Il s'appelait Jean et approchait les soixante ans. Il était brun avec un début de calvitie qui creusait sur son front. Les dures années auprès de sa femme pendant la maladie et l'angoisse de survivre chaque jour à tenir son affaire lui avaient valu de nombreuses rides sur le visage. Il avait un air épuisé et ses yeux gris avaient l'air éteint. Tous les jours il faisait le point sur les comptes de la pharmacie et il essayait d'anticiper le plus possible les dépenses à venir. Assis à son bureau ce matin-là, il s'attelait à cette tâche lorsqu'il entendit sa fille approcher du bureau.

- Bonjour, papa, le salua sa fille.
- Bonjour ma puce. Tu as eu le temps de manger ce matin ?
- Non pas vraiment, lui répondit-elle en s'approchant du bureau.
- Ce n'est pas bien.
- Je mangerai tout à l'heure. Et toi, je suis sûre que tu n'as encore pas dormi de la nuit.
- J'ai dormi trois heures, c'est suffisant, rétorqua-t-il.

Elle posa une main sur le bras de son père.

- Tu devrais te reposer un peu plus, s'inquiéta-t-elle. Je pourrai peut-être travailler dans le bar Néon Jack, il paraît qu'ils recherchent quelqu'un pour un mi-temps.
- Certainement pas, contesta son père . Je ne te laisserai pas aller travailler là-bas, c'est bien trop près d'un des quartiers les plus à craindre !

Le regard de son père se montra inquiet et cela fut insupportable pour Laura de provoquer une telle angoisse chez lui.

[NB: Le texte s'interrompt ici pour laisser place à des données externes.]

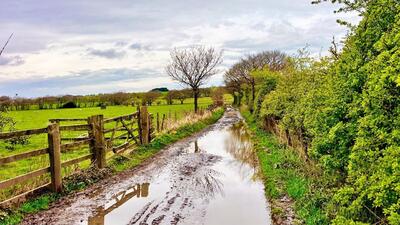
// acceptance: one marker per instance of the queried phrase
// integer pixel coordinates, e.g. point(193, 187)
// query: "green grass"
point(286, 174)
point(30, 119)
point(40, 118)
point(116, 164)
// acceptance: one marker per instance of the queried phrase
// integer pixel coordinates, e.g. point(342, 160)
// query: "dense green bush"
point(346, 111)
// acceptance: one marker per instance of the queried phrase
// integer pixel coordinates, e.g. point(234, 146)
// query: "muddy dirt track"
point(209, 178)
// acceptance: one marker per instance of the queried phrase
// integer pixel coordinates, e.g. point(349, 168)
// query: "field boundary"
point(132, 129)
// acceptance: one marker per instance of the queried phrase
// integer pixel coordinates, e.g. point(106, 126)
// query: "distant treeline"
point(156, 96)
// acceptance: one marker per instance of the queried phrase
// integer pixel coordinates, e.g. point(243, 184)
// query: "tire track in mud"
point(190, 184)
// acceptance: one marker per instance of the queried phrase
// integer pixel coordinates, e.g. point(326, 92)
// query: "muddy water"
point(208, 179)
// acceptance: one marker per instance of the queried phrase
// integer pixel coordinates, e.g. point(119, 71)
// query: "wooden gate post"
point(144, 125)
point(98, 144)
point(54, 141)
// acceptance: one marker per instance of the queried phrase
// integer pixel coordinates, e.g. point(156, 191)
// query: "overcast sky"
point(98, 46)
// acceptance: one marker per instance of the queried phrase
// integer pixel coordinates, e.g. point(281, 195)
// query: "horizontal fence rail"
point(122, 133)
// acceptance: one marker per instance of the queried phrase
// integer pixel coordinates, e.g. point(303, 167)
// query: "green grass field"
point(40, 118)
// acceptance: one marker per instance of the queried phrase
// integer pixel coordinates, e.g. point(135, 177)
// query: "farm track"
point(208, 178)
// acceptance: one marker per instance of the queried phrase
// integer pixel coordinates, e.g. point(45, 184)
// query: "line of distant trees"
point(112, 99)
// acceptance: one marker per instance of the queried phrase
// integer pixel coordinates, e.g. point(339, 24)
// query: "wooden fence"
point(101, 136)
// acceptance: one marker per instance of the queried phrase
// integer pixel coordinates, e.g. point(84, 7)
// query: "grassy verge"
point(117, 164)
point(289, 181)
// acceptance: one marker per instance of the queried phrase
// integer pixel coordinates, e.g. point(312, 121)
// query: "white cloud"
point(57, 39)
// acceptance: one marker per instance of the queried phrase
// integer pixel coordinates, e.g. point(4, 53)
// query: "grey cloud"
point(11, 61)
point(107, 53)
point(136, 46)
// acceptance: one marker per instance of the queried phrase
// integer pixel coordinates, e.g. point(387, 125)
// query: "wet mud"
point(210, 178)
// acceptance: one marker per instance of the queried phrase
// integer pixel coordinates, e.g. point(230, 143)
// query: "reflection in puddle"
point(138, 190)
point(212, 181)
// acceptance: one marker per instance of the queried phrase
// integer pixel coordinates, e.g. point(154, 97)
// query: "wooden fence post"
point(98, 144)
point(54, 141)
point(158, 123)
point(145, 125)
point(162, 122)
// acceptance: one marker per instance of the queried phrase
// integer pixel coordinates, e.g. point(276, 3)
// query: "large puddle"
point(209, 178)
point(212, 181)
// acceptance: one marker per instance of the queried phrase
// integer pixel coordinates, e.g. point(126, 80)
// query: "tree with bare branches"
point(193, 67)
point(240, 73)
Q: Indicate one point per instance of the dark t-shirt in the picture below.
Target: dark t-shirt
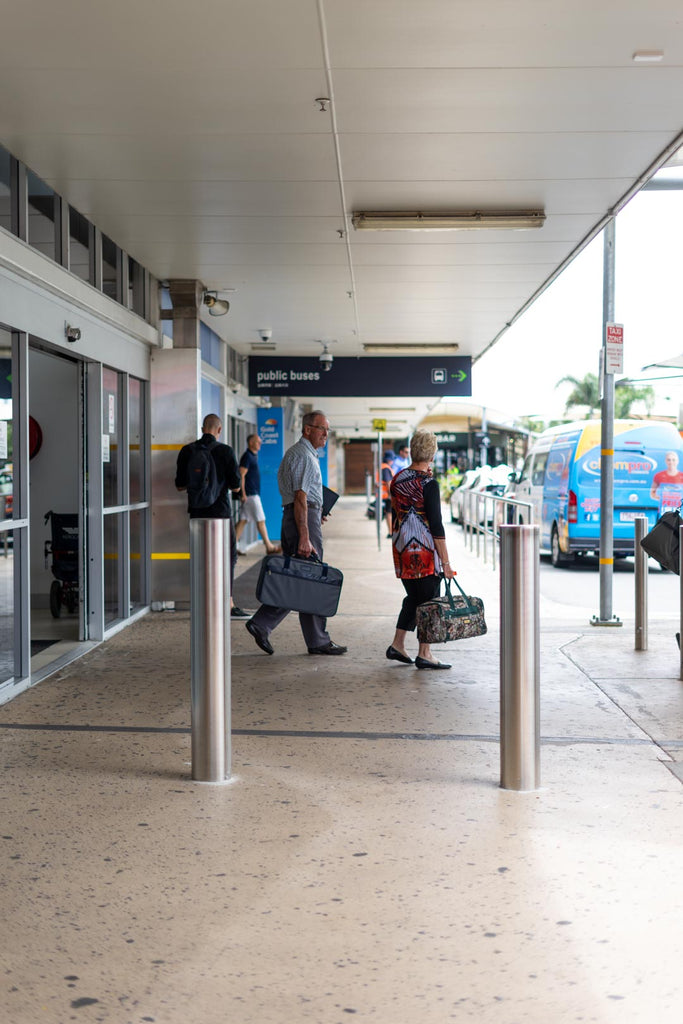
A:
(249, 462)
(226, 471)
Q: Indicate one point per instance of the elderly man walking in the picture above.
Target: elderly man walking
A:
(300, 485)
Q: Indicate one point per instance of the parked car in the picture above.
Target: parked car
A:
(486, 479)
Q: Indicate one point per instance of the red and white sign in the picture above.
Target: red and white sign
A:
(613, 348)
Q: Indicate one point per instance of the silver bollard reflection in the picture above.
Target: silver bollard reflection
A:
(640, 574)
(210, 643)
(520, 658)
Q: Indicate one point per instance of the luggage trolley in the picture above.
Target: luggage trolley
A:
(63, 548)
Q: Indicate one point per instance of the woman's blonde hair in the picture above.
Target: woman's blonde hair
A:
(423, 445)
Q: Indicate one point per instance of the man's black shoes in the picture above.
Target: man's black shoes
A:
(260, 637)
(327, 648)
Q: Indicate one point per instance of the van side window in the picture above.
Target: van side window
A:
(526, 469)
(539, 470)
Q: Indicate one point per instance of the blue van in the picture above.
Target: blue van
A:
(561, 480)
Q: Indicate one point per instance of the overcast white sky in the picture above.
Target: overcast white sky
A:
(561, 333)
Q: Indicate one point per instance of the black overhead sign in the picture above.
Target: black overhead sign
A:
(366, 377)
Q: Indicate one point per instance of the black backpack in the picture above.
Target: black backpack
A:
(203, 484)
(662, 543)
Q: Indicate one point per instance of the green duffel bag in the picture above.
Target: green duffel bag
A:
(451, 617)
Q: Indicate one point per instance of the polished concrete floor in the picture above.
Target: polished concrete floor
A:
(363, 862)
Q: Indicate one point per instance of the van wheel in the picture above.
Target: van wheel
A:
(557, 556)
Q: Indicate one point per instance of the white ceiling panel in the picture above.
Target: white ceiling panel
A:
(476, 156)
(165, 158)
(499, 34)
(424, 100)
(200, 198)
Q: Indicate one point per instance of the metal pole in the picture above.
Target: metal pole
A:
(210, 646)
(520, 658)
(640, 558)
(607, 441)
(378, 499)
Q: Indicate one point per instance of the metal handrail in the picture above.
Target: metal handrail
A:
(481, 515)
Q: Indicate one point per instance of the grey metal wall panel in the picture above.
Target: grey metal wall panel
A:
(175, 403)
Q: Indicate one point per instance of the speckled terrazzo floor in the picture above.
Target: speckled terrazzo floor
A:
(363, 863)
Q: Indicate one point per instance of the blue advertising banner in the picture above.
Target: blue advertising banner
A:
(367, 377)
(270, 424)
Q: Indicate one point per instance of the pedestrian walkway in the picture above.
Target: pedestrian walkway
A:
(363, 863)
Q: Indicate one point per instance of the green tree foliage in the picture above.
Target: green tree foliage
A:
(627, 396)
(585, 392)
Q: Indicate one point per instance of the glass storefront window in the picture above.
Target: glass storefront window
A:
(6, 607)
(136, 560)
(6, 465)
(110, 268)
(79, 244)
(5, 190)
(41, 215)
(211, 398)
(135, 287)
(111, 437)
(135, 420)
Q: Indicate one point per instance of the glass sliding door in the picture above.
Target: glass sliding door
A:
(14, 651)
(125, 582)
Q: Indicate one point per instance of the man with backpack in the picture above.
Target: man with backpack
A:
(208, 471)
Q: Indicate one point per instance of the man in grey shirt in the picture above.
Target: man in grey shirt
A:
(300, 485)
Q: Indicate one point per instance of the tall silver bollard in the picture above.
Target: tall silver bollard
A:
(640, 573)
(520, 658)
(210, 644)
(680, 627)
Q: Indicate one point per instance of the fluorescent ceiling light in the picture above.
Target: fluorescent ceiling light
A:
(429, 348)
(403, 220)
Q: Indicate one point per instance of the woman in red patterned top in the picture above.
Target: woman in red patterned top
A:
(420, 555)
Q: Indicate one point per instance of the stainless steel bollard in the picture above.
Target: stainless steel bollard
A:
(640, 576)
(210, 645)
(520, 658)
(680, 626)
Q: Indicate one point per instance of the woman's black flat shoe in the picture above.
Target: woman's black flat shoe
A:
(395, 655)
(423, 663)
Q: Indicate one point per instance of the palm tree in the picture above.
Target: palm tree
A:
(626, 396)
(586, 392)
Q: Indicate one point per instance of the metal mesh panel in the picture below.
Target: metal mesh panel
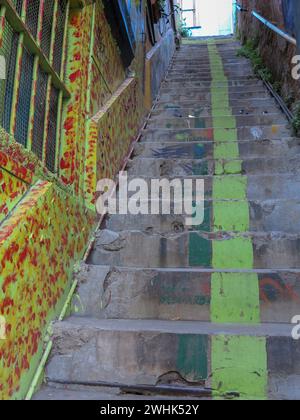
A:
(32, 16)
(39, 113)
(18, 5)
(24, 97)
(52, 127)
(47, 27)
(59, 37)
(9, 50)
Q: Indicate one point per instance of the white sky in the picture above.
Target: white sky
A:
(216, 16)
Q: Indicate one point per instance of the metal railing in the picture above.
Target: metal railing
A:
(269, 24)
(274, 28)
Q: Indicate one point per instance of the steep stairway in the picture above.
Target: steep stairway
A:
(165, 310)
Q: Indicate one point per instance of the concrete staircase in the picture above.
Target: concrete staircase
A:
(171, 311)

- Très bien je ne postulerai pas, le rassura-t-elle.
- Je sais que tu veux aider mais nous pouvons continuer à nous en sortir sans avoir recours à tout ça. Tu m'aides déjà suffisamment. Et tu as déjà tes cours du soir. Je ne veux pas que tu te tues à la tâche.
- Ce ne sont que des aides aux devoirs à des collégiens ce n'est pas si terrible, répondit-elle en se dirigeant vers l'entrée du bureau. Bon, il est temps d'aller ouvrir aux clients, je te laisse.

Laura ouvrit le store de la devanture puis déverrouilla la porte. Elle nettoya le sol avant de faire un peu de rangement et d'étiquetage. Les premiers clients, des habitants du quartier pour la plupart, arrivèrent. Avec l'arrivée du froid, beaucoup venaient acheter des vitamines afin de rester en forme.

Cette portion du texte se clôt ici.